LeetCode 139 - Word Break

Difficulty: 🟡 Medium
Topics: Array, Hash Table, String, Dynamic Programming, Trie, Memoization

Solution

Problem Understanding

The problem asks us to determine whether a given string s can be broken into a sequence of valid words from a given dictionary wordDict. Essentially, we need to check if we can insert spaces into s such that every substring separated by these spaces exists in the dictionary. The input consists of a string s with lowercase English letters and a list of unique lowercase words wordDict. The output is a boolean indicating whether such a segmentation exists.

The constraints tell us that the length of s is up to 300 characters and the dictionary can contain up to 1000 words, each up to 20 characters long. These constraints suggest that naive solutions that explore all possible segmentations recursively could be too slow, as the number of combinations can grow exponentially. Important edge cases include an empty string, a string where no words match, and cases where a valid segmentation requires reusing the same word multiple times.

Approaches

The brute-force approach is to try every possible segmentation of the string. For each index in the string, we can recursively check if the substring from the current index to the end can be segmented using words in the dictionary. While this guarantees correctness, it is extremely slow because it explores all combinations of segmentations.
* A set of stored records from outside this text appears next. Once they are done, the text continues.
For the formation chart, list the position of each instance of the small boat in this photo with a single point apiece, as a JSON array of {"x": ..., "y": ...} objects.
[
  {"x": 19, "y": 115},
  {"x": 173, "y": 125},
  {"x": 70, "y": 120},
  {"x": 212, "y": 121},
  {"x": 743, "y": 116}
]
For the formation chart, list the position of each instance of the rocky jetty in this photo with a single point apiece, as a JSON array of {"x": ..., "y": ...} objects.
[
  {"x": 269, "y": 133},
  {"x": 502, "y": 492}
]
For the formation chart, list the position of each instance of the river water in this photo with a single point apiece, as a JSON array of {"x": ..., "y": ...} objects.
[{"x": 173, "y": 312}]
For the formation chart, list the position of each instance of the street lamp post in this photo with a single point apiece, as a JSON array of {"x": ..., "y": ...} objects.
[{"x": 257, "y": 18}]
Its time complexity is exponential, O(2^n), where n is the length of the string, due to the combinatorial explosion of possible splits.
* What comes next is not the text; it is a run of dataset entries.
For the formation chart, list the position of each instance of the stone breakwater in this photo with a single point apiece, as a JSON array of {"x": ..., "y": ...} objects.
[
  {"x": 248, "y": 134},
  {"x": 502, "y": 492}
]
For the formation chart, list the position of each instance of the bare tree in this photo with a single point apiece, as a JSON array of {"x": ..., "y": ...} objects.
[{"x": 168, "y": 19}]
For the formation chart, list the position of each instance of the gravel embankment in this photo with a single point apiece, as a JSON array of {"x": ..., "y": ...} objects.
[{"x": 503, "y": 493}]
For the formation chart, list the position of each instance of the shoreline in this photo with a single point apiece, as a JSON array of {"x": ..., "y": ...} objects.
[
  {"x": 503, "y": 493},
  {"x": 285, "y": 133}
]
The key insight to improve the solution is to use dynamic programming. We can maintain a boolean array dp of size len(s) + 1, where dp[i] indicates whether the substring s[0:i] can be segmented using the dictionary. For each position i, we check all previous positions j where dp[j] is true and s[j:i] exists in the dictionary. This avoids redundant computation by building solutions for smaller substrings and reusing them for larger substrings.
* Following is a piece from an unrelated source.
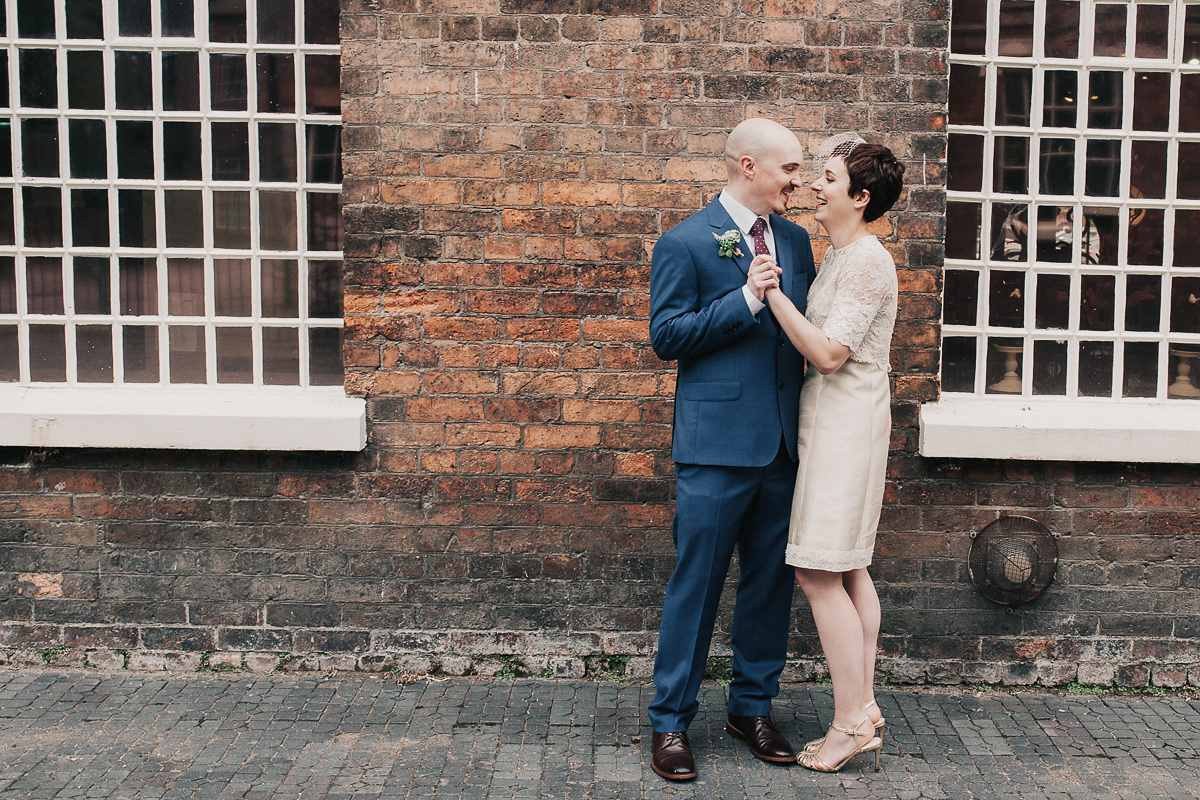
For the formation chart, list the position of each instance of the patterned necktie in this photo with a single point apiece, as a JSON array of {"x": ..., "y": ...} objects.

Approach	Time Complexity	Space Complexity	Notes
Brute Force	O(2^n)	O(n)	Recursively checks all substring combinations
Dynamic Programming	O(n^2 * m)	O(n + k)	Checks all substring ends with dictionary lookup; m = max word length, k = number of words

Algorithm Walkthrough

Convert wordDict into a set for O(1) lookups. This is important because we will repeatedly check if a substring exists in the dictionary.
Initialize a boolean array dp of size len(s) + 1. Set dp[0] = True to represent the empty string being segmentable.
Iterate over the string using index i from 1 to len(s). For each i, iterate backwards with index j from 0 to i.
For each j, check if dp[j] is True (meaning s[0:j] is segmentable) and if s[j:i] is in the dictionary.
If both conditions are met, set dp[i] = True and break the inner loop because we found a valid segmentation ending at i.
After filling the array, dp[len(s)] contains the answer for the full string.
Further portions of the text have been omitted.